Mit "Alleingang" veröffentlicht Klaus Lage nun das dritte Live-Album seiner Karriere. Und von Live-Platte zu Live-Platte bedurfte es weniger Personal, was, um es vorweg zu nehmen, der Qualität keinen Abbruch tat.
Während "Mit meinen Augen - Live" 1986 noch ein Mitschnitt eines Konzertes mit kompletter Rock-Band war, kam "Live zu zweit" 1999 schon nur noch mit Lage singend an der Gitarre unter wundervoller Piano-Begleitung von Bo Heart daher. Nun steht/sitzt er allein mit Gitarre am Mikrofon. Wo soll das noch enden? Für das nächste Live-Album läßt der Mann vermutlich auch noch die Gitarre daheim und gibt, ohne Hose die Bühne betretend, ein Acapella-Konzert...

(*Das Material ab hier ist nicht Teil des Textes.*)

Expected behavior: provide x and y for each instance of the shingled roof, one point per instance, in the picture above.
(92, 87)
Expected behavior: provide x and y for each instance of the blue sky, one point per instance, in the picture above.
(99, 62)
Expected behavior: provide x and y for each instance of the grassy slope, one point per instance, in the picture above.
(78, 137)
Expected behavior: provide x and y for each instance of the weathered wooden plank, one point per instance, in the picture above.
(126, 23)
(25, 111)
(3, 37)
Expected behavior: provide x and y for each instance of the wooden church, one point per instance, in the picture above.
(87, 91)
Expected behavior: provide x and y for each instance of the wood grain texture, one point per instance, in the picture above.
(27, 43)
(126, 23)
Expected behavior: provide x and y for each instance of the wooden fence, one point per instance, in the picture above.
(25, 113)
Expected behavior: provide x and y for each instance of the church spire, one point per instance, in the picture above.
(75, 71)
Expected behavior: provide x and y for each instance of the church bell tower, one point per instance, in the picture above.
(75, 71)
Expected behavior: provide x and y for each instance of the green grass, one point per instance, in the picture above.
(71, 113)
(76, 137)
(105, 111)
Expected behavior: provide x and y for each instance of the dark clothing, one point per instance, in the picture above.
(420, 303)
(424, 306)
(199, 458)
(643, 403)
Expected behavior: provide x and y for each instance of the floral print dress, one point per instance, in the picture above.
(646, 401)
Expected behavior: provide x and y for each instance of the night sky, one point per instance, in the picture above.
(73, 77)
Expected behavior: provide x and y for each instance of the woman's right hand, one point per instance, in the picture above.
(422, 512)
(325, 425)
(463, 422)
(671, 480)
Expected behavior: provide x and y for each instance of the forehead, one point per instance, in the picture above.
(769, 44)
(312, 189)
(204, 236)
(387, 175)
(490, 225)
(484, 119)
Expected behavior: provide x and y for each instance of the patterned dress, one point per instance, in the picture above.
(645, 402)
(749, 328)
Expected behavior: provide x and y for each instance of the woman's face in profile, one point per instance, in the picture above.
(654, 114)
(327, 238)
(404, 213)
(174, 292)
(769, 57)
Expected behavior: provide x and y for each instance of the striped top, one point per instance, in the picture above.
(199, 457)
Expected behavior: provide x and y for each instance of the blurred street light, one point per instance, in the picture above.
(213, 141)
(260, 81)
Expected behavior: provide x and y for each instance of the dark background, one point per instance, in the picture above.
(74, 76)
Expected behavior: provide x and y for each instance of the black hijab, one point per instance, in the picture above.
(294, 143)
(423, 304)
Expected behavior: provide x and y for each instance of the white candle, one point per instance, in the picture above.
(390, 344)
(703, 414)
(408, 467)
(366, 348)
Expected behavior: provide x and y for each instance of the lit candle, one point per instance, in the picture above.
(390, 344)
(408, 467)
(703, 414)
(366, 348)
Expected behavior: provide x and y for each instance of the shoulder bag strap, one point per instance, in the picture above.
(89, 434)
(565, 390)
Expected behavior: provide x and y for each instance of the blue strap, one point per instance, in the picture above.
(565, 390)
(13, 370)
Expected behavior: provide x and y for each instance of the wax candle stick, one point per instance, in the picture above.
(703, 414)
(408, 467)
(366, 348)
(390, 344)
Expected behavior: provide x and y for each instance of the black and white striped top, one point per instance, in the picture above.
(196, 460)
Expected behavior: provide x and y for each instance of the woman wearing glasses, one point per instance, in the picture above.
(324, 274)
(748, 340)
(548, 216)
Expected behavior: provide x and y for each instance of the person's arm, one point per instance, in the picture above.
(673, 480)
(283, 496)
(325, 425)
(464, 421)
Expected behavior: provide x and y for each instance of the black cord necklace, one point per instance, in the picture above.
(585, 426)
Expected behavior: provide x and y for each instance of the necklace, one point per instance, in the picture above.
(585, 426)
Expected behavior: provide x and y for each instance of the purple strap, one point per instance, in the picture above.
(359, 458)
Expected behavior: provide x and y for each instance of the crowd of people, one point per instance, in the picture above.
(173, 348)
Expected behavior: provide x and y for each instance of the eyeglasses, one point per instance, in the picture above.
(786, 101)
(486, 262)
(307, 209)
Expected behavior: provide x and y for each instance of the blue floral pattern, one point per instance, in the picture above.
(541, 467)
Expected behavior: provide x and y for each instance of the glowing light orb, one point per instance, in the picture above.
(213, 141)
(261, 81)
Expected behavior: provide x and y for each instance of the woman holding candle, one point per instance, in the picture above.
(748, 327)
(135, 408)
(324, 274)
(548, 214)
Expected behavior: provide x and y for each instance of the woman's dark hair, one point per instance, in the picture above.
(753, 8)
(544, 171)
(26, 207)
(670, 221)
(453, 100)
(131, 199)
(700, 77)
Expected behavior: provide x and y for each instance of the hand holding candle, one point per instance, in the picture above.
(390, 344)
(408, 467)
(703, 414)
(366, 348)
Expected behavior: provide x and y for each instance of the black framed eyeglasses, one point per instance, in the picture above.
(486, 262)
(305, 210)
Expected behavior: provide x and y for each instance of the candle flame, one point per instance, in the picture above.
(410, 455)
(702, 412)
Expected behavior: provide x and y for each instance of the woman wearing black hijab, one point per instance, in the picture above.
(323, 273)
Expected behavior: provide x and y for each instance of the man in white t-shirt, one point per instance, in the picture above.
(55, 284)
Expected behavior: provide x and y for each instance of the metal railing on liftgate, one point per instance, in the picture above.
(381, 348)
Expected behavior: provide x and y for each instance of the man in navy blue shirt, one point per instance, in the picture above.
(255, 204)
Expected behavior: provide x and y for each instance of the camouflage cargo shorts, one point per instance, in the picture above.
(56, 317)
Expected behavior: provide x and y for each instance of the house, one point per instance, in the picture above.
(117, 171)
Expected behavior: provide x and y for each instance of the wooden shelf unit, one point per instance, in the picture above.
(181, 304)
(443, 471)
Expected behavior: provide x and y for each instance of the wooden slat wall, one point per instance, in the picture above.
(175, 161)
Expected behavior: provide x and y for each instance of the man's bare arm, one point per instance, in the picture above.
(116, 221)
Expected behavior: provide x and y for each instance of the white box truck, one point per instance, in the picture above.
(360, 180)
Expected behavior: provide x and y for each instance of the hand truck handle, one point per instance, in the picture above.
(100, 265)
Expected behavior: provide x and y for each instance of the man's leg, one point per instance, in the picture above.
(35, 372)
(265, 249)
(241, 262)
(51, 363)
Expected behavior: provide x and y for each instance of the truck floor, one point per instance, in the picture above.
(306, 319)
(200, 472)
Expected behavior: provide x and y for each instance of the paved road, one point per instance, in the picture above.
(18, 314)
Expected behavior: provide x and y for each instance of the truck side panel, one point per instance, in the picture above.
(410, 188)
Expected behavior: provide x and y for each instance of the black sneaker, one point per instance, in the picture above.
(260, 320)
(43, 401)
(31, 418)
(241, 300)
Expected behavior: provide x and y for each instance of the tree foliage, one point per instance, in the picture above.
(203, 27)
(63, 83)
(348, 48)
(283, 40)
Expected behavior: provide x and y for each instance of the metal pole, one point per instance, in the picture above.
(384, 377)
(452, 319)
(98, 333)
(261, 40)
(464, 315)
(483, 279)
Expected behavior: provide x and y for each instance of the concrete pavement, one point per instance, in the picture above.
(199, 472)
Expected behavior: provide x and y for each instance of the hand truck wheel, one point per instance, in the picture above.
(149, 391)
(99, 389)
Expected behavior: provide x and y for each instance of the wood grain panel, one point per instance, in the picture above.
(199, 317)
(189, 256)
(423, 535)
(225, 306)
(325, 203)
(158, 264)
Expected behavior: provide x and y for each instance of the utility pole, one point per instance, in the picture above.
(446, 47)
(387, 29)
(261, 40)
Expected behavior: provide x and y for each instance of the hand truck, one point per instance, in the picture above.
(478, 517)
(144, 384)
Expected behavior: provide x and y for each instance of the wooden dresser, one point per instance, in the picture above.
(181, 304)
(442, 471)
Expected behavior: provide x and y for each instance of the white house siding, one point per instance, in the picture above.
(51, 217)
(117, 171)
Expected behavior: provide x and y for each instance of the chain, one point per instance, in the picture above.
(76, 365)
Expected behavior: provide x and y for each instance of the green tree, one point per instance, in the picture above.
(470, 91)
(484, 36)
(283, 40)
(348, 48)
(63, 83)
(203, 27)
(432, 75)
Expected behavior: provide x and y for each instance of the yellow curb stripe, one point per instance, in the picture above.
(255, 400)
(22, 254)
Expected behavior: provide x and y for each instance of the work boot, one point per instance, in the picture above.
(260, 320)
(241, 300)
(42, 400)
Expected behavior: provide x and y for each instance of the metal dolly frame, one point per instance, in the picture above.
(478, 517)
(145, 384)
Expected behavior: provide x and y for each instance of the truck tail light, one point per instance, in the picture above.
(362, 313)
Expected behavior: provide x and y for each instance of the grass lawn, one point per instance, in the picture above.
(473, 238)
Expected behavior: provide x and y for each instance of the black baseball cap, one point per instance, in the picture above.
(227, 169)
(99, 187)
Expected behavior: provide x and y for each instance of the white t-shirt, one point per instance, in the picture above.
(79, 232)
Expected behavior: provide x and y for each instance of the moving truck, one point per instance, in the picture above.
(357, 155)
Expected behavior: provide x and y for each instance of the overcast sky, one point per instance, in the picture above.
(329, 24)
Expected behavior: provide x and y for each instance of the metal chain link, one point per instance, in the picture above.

Er könnte es! Denn seine stimmlichen Qualitäten kommen bei dieser reduzierten Produktion voll zur Geltung. So erdig und angenehm dreckig Lage seine Stimme auch einsetzt, tonal ist er brilliant. Weder Udo Lindenberg noch Herbert Grönemeyer könnten ein solches Album mit dieser gesanglichen Intensität abliefern. Bei seiner legendären deutschsprachigen Adaption des Janis Joplin Klassikers "Mercedes Benz" brilliert Lage tatsächlich schon auf diesem Album acapella - das mit Weglassen der Hose kommt dann vermutlich erst beim nächsten mal... Mit 60 Jahren ist seine Stimme wie ein richtig guter alter Wein, entfaltet vollends die Qualitäten.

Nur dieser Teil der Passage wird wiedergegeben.